Un aforisma di Oriana Fallaci recita «Essere donna è così affascinante. È un’avventura che richiede un tale coraggio, una sfida che non finisce mai.»
D’altronde, ci sarà un motivo se esiste una “giornata internazionale della Donna?
E sui titoli di coda è giusto annoverare alcuni “illustri” presenti alla serata.
Andrea Petrini fiduciario di Slow Food Roma, Alessandro Barletta responsabile Slow Food Colline Ufita e Taurasi e Nicola Campanile organizzatore di Radici Wines.
I produttori Luigi Tecce (omonima cantina), Maura Sarno (Tenuta Sarno 1860), Ciro Picariello (omonima cantina), Ferrante Di Somma (Cantine di Marzo), Marilena Aufiero (Cantine Bambinuto), Raffaele Boccella (omonima cantina), Rita Pizza e Nando (Il Cancelliere), i Fratelli Urciuolo (omonima cantina).
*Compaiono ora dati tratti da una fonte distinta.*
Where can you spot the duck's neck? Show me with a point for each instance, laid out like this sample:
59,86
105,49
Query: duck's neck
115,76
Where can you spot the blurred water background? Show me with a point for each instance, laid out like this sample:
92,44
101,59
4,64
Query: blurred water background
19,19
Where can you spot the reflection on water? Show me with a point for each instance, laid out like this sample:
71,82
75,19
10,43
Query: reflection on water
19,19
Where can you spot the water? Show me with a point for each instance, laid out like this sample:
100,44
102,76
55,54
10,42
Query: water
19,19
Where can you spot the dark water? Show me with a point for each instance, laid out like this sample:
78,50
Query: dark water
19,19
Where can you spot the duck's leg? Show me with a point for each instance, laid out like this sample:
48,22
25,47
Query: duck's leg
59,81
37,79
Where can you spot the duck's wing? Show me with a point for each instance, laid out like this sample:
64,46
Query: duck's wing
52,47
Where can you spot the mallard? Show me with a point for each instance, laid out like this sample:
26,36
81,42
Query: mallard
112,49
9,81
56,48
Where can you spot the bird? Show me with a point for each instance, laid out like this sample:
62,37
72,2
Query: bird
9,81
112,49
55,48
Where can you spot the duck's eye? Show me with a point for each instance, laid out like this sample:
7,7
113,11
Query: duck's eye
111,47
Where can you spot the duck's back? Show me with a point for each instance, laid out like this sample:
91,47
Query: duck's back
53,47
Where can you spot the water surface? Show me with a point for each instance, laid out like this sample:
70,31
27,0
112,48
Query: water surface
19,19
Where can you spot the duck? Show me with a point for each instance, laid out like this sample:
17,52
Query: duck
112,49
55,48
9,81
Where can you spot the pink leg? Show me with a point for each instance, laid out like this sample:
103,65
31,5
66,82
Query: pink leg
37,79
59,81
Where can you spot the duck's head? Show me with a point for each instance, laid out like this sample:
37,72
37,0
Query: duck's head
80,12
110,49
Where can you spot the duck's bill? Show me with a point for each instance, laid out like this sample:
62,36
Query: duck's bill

Gli Enologi Maurizio De Simone, Michele D’Argenio, e Mario Ercolino.
I giornalisti enogastronomici Giuseppe Barretta (anche degustatore espertissimo di olio) e Manila Benedetto (titolare del blog enogastronomico “Gnam” ed esperta degustatrice di birra), Giovanna Fasanino, corrispondente da Sarno del “Pignataro Wine Blog”, Diana D’Urso del “Ritrovo degli Artisti” di Avellino.
E poi tanti sommeliers, degustatori, amici ed appassionati che non hanno voluto perdere le emozioni di questa storia, raccontate, forse con qualche dovizia di particolari di troppo, della qual cosa me ne scuso se la cosa ha arrecato difficoltà a completare di lettura.
Sin da ora chiedo scusa anche se ho dimenticato qualcuno.